Purchase applications for 2020 will rise over the number of purchase applications recorded for 2019. As far as numbers, there will be a 1.6% increase for mortgages that will amount to just under $1.3 trillion in 2020. According to Bankrate.com, even if the mortgage rates rise “from the sub-4 percent levels of 2019” the HELOC rates would not change if the Federal Reserve will not change the interest rates.
“The benchmark 30-year fixed-rate mortgage will hopscotch back and forth over the 4 percent mark for much of 2020, remaining low enough to facilitate home-buying and providing ample refinancing opportunities on those trips below 4 percent,” said Greg McBride, Bankrate.com’s chief financial analyst.
According to the National Association of Realtors, the year will bring more growth in the housing market. New-home sales are predicted to rise 11% to 750,000 making this a 13-year high. Existing-home sales will rise 4% to 5.6 million with the national median sale price of $270,400 which is a 4.3% increase from 2019. The National Association of Home Builders predicted that new-home sales will rise to approximately 708,000 making it a 2.5% gain from last year’s numbers.
As far as location, the National Association of Realtors predicts 10 markets throughout the country that will outpace the rest of the US market over the next 3 – 5 years. These markets include Ogden, Utah; Las Vegas; Fort Collins, Colo.; Colorado Springs; Dallas/Fort Worth; Columbus, Ohio; Raleigh/Durham/Chapel Hill, N.C.; Charlotte; Charleston, S.C.; and Tampa/St. Petersburg, Fla.
Realtor.com predicts the top markets to include Boise, Idaho; McAllen, Tex.; Tucson; Chattanooga, Tenn.; Columbia, S.C.; Rochester, N.Y.; Colorado Springs; Winston-Salem, N.C.; Charleston, S.C.; and Memphis. Redfin predicts that Charleston and Charlotte will have the highest home price growth.
Homebuilders are excited about what is to come in the industry for 2020. National Association of Home Builders measured the industry sentiment and discovered that builder confidence is at its highest it has been in two decades. NAHB foresees single-family construction (for-sale housing, custom builds and built-for-rent) will be around 920,000 units making a 4% increase from 2019.
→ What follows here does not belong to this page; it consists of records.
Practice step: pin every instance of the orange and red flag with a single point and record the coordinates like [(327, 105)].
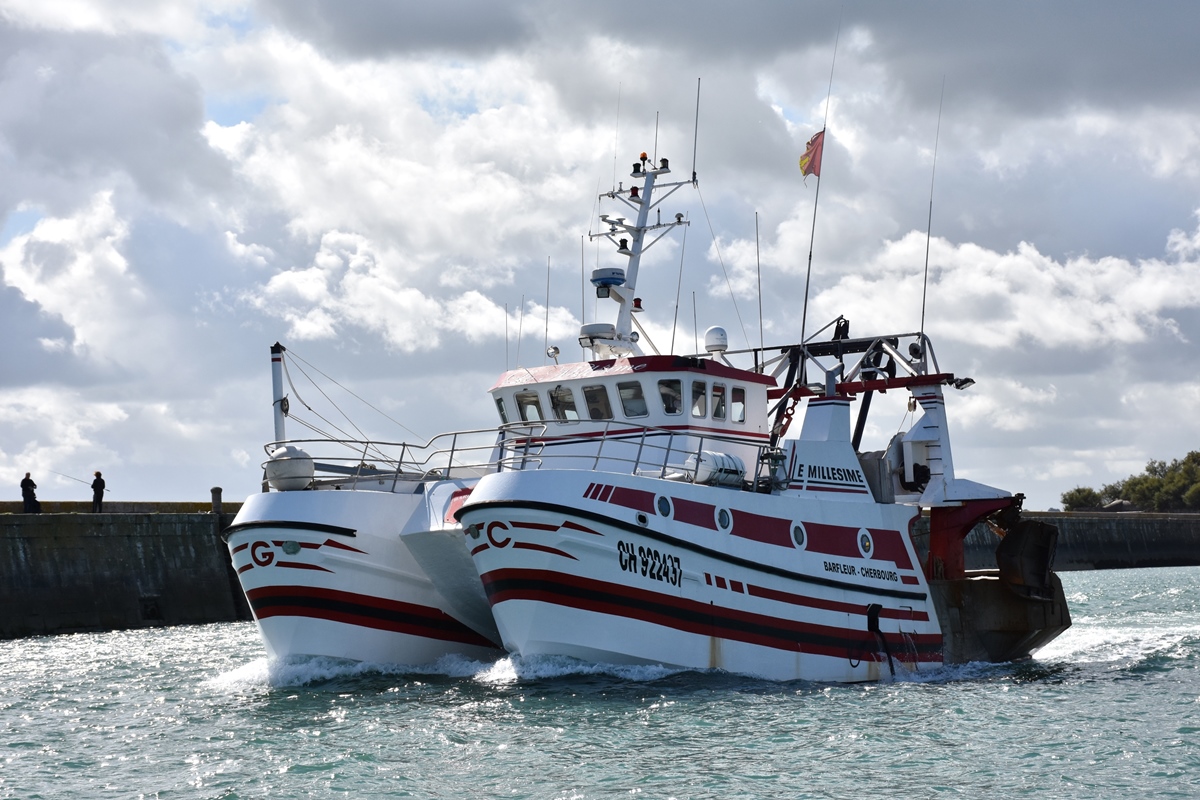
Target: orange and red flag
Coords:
[(810, 162)]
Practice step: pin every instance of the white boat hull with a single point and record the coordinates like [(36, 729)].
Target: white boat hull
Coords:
[(325, 573), (586, 565)]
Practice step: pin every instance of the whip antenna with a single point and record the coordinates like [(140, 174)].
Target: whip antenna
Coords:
[(695, 134), (757, 260), (929, 224)]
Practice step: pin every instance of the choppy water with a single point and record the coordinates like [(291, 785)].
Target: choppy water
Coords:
[(1110, 709)]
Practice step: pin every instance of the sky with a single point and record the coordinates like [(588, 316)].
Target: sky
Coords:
[(393, 190)]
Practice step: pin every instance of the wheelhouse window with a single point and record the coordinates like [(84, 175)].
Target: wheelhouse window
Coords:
[(597, 400), (633, 401), (529, 407), (671, 391), (738, 404), (699, 398), (562, 404)]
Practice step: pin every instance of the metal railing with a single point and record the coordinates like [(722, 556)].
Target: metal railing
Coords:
[(609, 446)]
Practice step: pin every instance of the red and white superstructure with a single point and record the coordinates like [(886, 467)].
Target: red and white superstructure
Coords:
[(661, 515)]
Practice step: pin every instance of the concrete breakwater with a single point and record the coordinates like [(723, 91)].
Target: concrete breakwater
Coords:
[(142, 565), (135, 565), (1096, 541)]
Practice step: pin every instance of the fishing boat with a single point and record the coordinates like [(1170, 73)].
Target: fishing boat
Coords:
[(664, 516), (321, 558)]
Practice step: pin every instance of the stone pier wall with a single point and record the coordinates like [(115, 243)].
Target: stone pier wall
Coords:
[(63, 571)]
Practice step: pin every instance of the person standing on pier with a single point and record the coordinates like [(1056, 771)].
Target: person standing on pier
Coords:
[(29, 495), (97, 493)]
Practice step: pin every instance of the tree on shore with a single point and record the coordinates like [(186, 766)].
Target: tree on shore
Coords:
[(1162, 487)]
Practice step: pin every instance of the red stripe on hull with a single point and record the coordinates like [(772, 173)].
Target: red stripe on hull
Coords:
[(364, 611), (705, 619)]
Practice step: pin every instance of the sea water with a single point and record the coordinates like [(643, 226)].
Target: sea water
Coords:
[(1111, 709)]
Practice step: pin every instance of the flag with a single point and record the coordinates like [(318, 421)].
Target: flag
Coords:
[(810, 162)]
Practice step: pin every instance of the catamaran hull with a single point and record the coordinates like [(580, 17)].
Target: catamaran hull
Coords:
[(325, 573), (603, 569)]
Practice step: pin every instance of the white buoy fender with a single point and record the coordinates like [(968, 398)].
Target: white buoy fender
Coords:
[(289, 469)]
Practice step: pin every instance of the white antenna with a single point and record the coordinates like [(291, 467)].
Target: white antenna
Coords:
[(675, 322), (695, 134), (929, 224), (757, 260), (520, 329)]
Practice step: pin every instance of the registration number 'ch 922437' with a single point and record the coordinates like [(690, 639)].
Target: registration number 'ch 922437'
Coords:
[(649, 563)]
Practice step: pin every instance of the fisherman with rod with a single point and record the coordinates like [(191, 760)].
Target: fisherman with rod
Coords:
[(97, 489)]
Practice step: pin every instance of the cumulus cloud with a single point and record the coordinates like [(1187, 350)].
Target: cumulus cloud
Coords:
[(73, 269), (208, 175)]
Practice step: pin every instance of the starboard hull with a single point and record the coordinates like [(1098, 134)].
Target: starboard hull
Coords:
[(589, 566)]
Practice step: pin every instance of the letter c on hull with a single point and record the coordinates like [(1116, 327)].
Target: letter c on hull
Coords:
[(492, 527)]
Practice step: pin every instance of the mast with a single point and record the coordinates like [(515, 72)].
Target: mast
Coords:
[(618, 340), (279, 402)]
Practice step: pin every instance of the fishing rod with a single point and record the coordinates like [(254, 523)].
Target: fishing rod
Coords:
[(71, 477)]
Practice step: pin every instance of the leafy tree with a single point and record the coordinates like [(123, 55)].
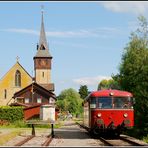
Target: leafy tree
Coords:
[(69, 100), (133, 75), (83, 91)]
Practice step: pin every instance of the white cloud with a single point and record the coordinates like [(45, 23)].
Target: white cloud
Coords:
[(90, 80), (26, 31), (101, 32), (136, 7)]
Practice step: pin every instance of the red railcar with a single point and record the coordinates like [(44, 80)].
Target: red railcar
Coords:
[(108, 111)]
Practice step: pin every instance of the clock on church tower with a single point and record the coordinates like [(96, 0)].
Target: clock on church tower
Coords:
[(42, 60)]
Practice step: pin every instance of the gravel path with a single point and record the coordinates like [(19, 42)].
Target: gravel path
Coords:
[(71, 135)]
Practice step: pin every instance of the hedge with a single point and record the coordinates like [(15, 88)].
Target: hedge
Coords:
[(11, 114)]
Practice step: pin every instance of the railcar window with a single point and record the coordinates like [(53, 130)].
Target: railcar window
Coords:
[(105, 102), (122, 102), (93, 103)]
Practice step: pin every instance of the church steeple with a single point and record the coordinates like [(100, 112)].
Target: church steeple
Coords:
[(42, 50), (42, 61)]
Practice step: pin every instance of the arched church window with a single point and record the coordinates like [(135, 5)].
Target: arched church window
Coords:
[(5, 94), (18, 78), (42, 47)]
“Low resale inventory and generally healthy economic conditions — including the longest economic expansion in American history — have lifted builder sentiment,” wrote NAHB chief economist Robert Dietz in “Eye on Housing,” the organization’s blog.
“Housing appears poised to take a leading role in real GDP growth over the forecast horizon for the first time in years, further bolstering our modest-but-solid growth forecasts through 2021,” said Doug Duncan, Fannie Mae’s chief economist. “In our view, residential fixed investment is likely to benefit from ongoing strength in the labor markets and consumer spending, in addition to the low-interest-rate environment. Risks to growth have lessened of late, as a ’Phase One’ U.S.-China trade deal appears to be in place and global growth seems likely to reverse course and accelerate in 2020.”